Neste caso, uma foto vale mesmo por mil palavras. Observe as três imagens a seguir:

Mesmo se você nunca ouviu falar de Uncanny Valley até hoje, instintivamente já entendeu o que está acontecendo. Criei um padrão de três figuras femininas sem cabelo. Na primeira foto da esquerda para a direita, um robô extremamente estilizado. Uma bola de plástico com dois olhos e uma boca, pode-se argumentar que está mais para infantil do que feminino, mas o importante aqui é que obviamente não é um ser humano, mas mesmo o coração mais gelado aqui no desfavor não consegue negar que é uma figura simpática. A terceira foto é a de uma atriz famosa, com a qual você pode simpatizar ou não pessoalmente, mas registra com tranquilidade no nosso cérebro, mesmo com o estilo de cabelo incomum. Muita gente até vai achar ela bem bonita nessa foto.

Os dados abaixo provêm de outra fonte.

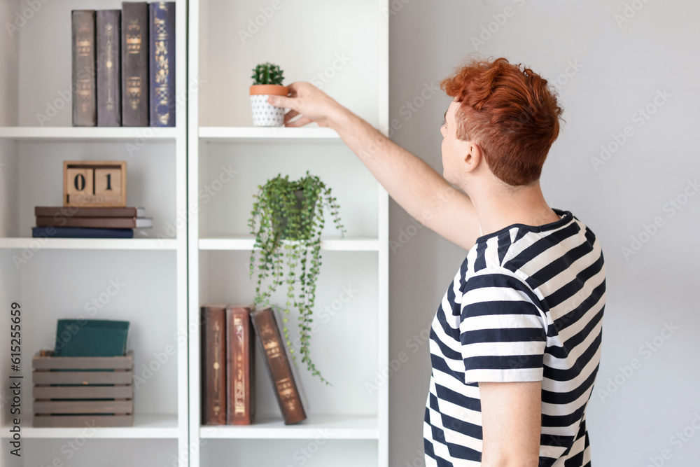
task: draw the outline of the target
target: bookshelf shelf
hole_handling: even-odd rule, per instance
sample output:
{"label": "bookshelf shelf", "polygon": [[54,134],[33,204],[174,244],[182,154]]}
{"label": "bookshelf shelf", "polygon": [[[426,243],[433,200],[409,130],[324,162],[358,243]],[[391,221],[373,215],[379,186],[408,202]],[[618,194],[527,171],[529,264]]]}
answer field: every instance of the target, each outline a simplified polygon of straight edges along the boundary
{"label": "bookshelf shelf", "polygon": [[[188,2],[176,0],[170,36],[175,54],[169,70],[178,101],[173,127],[71,126],[71,11],[121,9],[122,1],[32,5],[0,0],[0,24],[17,26],[0,41],[0,301],[16,302],[22,312],[26,443],[21,457],[8,449],[0,452],[0,465],[88,467],[111,461],[187,467],[188,243],[181,213],[188,212]],[[136,231],[132,239],[31,238],[35,207],[62,203],[64,160],[126,161],[127,205],[146,208],[153,220],[148,236]],[[93,311],[86,312],[86,304]],[[159,365],[134,388],[132,426],[31,426],[31,357],[52,347],[58,319],[81,315],[130,322],[134,375],[143,376],[138,372],[148,368],[144,365]],[[8,321],[0,322],[5,349],[9,326]],[[0,368],[0,379],[7,380],[9,371]],[[4,443],[13,417],[8,393],[0,393]],[[76,440],[85,443],[79,452],[62,451]]]}
{"label": "bookshelf shelf", "polygon": [[248,426],[205,426],[200,428],[204,439],[316,439],[319,433],[328,439],[376,440],[379,431],[376,417],[316,415],[300,424],[285,425],[281,419],[262,419]]}
{"label": "bookshelf shelf", "polygon": [[[388,364],[388,196],[335,130],[250,126],[248,90],[250,70],[258,63],[279,64],[285,84],[314,83],[313,77],[331,69],[337,54],[346,54],[352,60],[332,70],[323,90],[375,127],[388,128],[388,18],[382,13],[388,1],[283,3],[273,20],[245,40],[239,32],[269,5],[265,0],[190,0],[188,5],[188,76],[206,83],[188,101],[188,199],[197,213],[188,223],[189,440],[202,445],[190,466],[290,464],[295,452],[321,436],[333,439],[318,456],[304,459],[308,467],[388,467],[388,386],[368,392],[365,383]],[[241,228],[252,196],[278,174],[293,179],[307,171],[333,190],[347,231],[337,238],[326,219],[314,310],[319,328],[310,346],[318,368],[337,372],[328,375],[334,387],[300,365],[295,379],[306,394],[308,418],[286,426],[258,349],[253,424],[203,426],[202,342],[192,330],[200,328],[200,308],[252,302],[255,281],[246,252],[254,241]],[[343,253],[348,251],[355,254]],[[286,300],[284,292],[277,291],[272,303]],[[352,298],[346,295],[351,293]],[[363,336],[359,346],[358,335]]]}
{"label": "bookshelf shelf", "polygon": [[[208,237],[200,239],[200,250],[252,250],[255,243],[250,237]],[[324,239],[321,249],[328,251],[377,251],[379,240],[376,238]]]}
{"label": "bookshelf shelf", "polygon": [[0,238],[0,249],[31,250],[175,250],[177,240],[140,238]]}
{"label": "bookshelf shelf", "polygon": [[[133,426],[90,428],[90,438],[96,439],[168,439],[178,438],[177,415],[136,414]],[[22,428],[22,436],[27,439],[76,439],[85,437],[86,428]],[[94,431],[93,431],[94,430]],[[4,427],[2,436],[7,437],[8,427]]]}
{"label": "bookshelf shelf", "polygon": [[175,141],[174,127],[0,127],[0,139],[11,141]]}
{"label": "bookshelf shelf", "polygon": [[321,127],[200,127],[200,139],[209,143],[342,142],[335,130]]}

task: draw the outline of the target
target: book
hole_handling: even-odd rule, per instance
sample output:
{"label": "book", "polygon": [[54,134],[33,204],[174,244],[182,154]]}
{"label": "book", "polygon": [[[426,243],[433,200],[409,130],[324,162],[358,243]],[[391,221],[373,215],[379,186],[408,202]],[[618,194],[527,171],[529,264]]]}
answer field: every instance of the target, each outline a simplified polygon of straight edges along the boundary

Agora, a foto do meio… tem algo de errado ali. Claramente não é um ser humano, mas em tese tem quase todas as características necessárias para receber o título. Numa escala de similaridade com um ser humano, tem milhões de pontos a mais que a primeira foto, mas eu garanto que você se sentiu muito mais confortável com o robô claramente robô do que por esse androide semi-realista. Pode parecer óbvio que é assim que as coisas funcionam pela velocidade na qual o seu cérebro categorizou as imagens, mas se pensarmos apenas no que deveria gerar um senso de conforto e empatia no cérebro humano, a foto do meio deveria ser menos bizarra que a primeira.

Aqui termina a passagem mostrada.